This sweet and sour pork is chunks of pork tenderloin that are breaded and fried, then tossed with pineapple and fresh vegetables in a homemade sauce. A classic stir fry that's even better than what you would get at a restaurant!
Place the eggs in a bowl, add salt and pepper to taste.
Mix the flour and cornstarch together and place in a shallow bowl or on a plate. Season with salt and pepper to taste.
Heat 3 inches of oil in a deep pot to 350 degrees F.
Dip each piece of pork into the egg, then roll into the flour mixture. Repeat with all of the meat.
Fry 7-8 pieces of pork at a time for 5 minutes, or until golden brown. Drain on paper towels. Repeat the process with all of the pork pieces.
While the meat is cooking, heat the 2 teaspoons of oil in a large pan over medium high heat. Add the bell peppers and onion to the pan and season with salt and pepper to taste.

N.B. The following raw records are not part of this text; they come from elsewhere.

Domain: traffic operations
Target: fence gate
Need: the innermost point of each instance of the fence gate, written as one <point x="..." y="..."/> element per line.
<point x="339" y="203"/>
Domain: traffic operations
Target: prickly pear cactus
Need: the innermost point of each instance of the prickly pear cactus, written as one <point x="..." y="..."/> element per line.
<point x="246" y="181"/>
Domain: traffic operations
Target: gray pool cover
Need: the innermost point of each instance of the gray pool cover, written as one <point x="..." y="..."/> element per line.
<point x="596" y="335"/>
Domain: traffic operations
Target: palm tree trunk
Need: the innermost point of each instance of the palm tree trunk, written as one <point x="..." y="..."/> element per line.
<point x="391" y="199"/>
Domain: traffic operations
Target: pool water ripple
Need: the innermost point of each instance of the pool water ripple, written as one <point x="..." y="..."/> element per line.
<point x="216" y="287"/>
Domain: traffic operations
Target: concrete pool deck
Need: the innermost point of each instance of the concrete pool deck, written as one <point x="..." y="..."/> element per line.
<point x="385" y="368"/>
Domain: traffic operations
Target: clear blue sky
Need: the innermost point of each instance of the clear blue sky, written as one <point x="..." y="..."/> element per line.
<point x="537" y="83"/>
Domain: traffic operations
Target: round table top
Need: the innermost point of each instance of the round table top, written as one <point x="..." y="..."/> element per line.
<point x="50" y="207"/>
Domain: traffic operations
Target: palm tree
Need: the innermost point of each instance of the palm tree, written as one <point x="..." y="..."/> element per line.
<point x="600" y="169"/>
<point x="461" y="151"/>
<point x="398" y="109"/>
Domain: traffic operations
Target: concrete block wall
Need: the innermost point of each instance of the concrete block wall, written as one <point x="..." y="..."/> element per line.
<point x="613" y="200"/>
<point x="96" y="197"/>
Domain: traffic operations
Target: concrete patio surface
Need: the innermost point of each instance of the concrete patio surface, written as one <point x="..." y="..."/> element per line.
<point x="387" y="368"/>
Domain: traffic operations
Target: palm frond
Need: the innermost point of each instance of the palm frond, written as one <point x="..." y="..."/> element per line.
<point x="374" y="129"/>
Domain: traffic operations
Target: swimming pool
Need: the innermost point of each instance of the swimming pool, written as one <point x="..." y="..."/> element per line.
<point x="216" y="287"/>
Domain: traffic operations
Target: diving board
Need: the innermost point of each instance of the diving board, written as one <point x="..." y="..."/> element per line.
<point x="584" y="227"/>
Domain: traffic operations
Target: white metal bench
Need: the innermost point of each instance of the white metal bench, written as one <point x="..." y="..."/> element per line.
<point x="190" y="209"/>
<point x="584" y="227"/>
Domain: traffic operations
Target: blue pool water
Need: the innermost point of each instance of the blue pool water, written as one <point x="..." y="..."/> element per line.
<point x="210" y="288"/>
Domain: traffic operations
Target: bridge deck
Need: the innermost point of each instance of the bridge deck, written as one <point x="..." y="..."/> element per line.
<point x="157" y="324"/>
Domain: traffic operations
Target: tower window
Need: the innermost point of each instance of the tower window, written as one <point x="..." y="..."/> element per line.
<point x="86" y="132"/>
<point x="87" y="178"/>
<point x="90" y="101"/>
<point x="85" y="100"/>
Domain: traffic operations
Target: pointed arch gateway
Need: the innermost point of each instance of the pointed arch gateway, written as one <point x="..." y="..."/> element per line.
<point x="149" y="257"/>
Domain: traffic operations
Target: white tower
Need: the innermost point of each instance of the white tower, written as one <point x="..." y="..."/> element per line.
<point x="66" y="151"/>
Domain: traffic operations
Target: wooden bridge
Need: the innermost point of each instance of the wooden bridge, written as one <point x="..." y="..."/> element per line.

Cook for 4-5 minutes or until vegetables are just tender. Stir in the pineapple chunks.
For the sauce
In a small bowl, whisk together the sugar, cider vinegar, soy sauce, garlic powder, onion powder, ketchup and cornstarch.
Pour the sauce into the pan with the peppers, onions and pineapple and bring to a simmer. Cook for 2-3 minutes or until sauce has thickened.
Add the fried pork to the pan with the vegetables and pineapple and toss to coat with the sauce. Serve immediately.
Video
Notes
You can place your pork in the freezer for about 20 minutes to firm it up. This will make the meat easier to cut into evenly sized pieces.
I prefer to use freshly cut pineapple in this dish, but canned pineapple will also work just fine.
This dish is best when served immediately, as the coating on the pork will start to soften as it soaks up the sauce.
It's important to use a frying thermometer to monitor the temperature of your oil. If the oil is too hot, the outside could burn before the meat cooks through. If the oil is too cold, the coating will absorb excess oil and be heavy.